OKR - Objectives and Key Results
Plenty of companies have chosen to use OKRs as their planning tool. Each team publishes a set of OKRs at the beginning of a quarter to signal to the rest of the company what work they intend to do. This is written in the form of an Objective (Eg: Make Builds Faster). Then comes the Key Result which is usually expressed as a measurable metric (eg: Reduce build time by 25%).
As an engineer in the devtools team, I know a set of ways to make this happen and I am all set to execute on them.
There are a few low hanging fruits that will take me an afternoon to implement which will speed up builds for 50% of our users. But before I can work on them I need to establish the baseline build time so we can measure the before and after effect of the change.

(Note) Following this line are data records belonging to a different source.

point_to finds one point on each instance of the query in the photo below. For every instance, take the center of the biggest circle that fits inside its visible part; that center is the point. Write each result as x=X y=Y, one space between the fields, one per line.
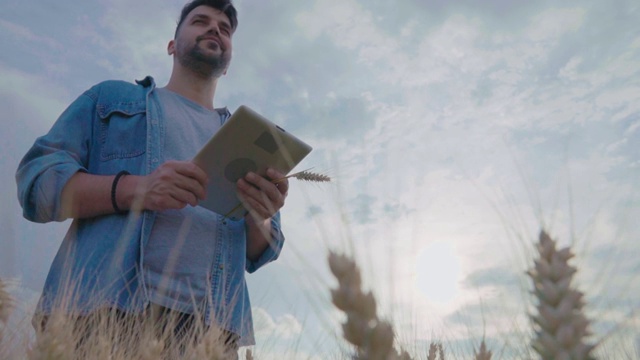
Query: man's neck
x=193 y=87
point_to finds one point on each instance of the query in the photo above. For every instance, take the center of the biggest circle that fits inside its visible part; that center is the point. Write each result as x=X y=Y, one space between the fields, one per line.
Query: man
x=116 y=161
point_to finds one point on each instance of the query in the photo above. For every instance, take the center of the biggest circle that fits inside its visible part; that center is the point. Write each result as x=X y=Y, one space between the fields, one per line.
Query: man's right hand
x=173 y=185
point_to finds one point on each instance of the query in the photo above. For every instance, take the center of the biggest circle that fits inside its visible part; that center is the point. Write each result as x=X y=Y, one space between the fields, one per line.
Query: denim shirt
x=111 y=127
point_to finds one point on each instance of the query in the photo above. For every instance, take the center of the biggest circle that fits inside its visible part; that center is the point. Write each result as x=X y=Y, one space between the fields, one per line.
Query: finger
x=263 y=184
x=192 y=186
x=184 y=196
x=270 y=199
x=256 y=209
x=192 y=170
x=282 y=184
x=258 y=199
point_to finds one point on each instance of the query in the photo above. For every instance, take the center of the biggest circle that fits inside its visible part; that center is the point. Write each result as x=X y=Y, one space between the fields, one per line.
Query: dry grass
x=372 y=337
x=559 y=325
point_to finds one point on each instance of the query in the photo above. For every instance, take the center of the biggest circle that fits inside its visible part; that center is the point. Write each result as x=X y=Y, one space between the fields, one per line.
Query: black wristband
x=114 y=185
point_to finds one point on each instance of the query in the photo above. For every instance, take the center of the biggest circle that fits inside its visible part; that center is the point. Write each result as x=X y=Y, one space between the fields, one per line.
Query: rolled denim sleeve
x=53 y=159
x=272 y=252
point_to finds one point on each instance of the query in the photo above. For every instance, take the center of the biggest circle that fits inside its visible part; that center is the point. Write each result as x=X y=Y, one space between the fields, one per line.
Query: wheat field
x=559 y=327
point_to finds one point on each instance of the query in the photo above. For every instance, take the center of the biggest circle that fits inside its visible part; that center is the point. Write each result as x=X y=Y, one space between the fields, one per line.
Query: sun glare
x=437 y=272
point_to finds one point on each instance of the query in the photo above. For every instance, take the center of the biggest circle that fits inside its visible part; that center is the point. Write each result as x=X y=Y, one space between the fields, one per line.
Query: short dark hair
x=225 y=6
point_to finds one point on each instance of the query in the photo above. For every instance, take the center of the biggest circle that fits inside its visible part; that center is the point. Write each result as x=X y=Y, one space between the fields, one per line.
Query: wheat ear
x=372 y=337
x=559 y=323
x=305 y=175
x=483 y=353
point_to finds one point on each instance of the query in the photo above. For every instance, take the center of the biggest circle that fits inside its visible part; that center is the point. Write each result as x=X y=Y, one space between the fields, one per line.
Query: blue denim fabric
x=117 y=126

Unfortunately measuring build time across the fleet is not an easy task since there are about 75 teams that maintain approximately 600 build jobs across 4 different languages. So instead of shipping a fix that could benefit half the company I’m building a foundational service to measure the build times. This takes me anywhere between 1 to 2 weeks to complete.
One could argue that building the foundational service will help accelerate future development and I’m short sighted for not seeing those benefits. I would argue that this service will be used exactly once when the manager writes the end of quarter accomplishment to show that we indeed saved 200 hours of developer time and compute time. In fact, maintaining and updating that service now falls on the shoulders of the engineer who built it to measure that vanity metric.
Data driven decisions only make sense when the results are ambiguous. They become a hurdle when the decision is clear and obvious.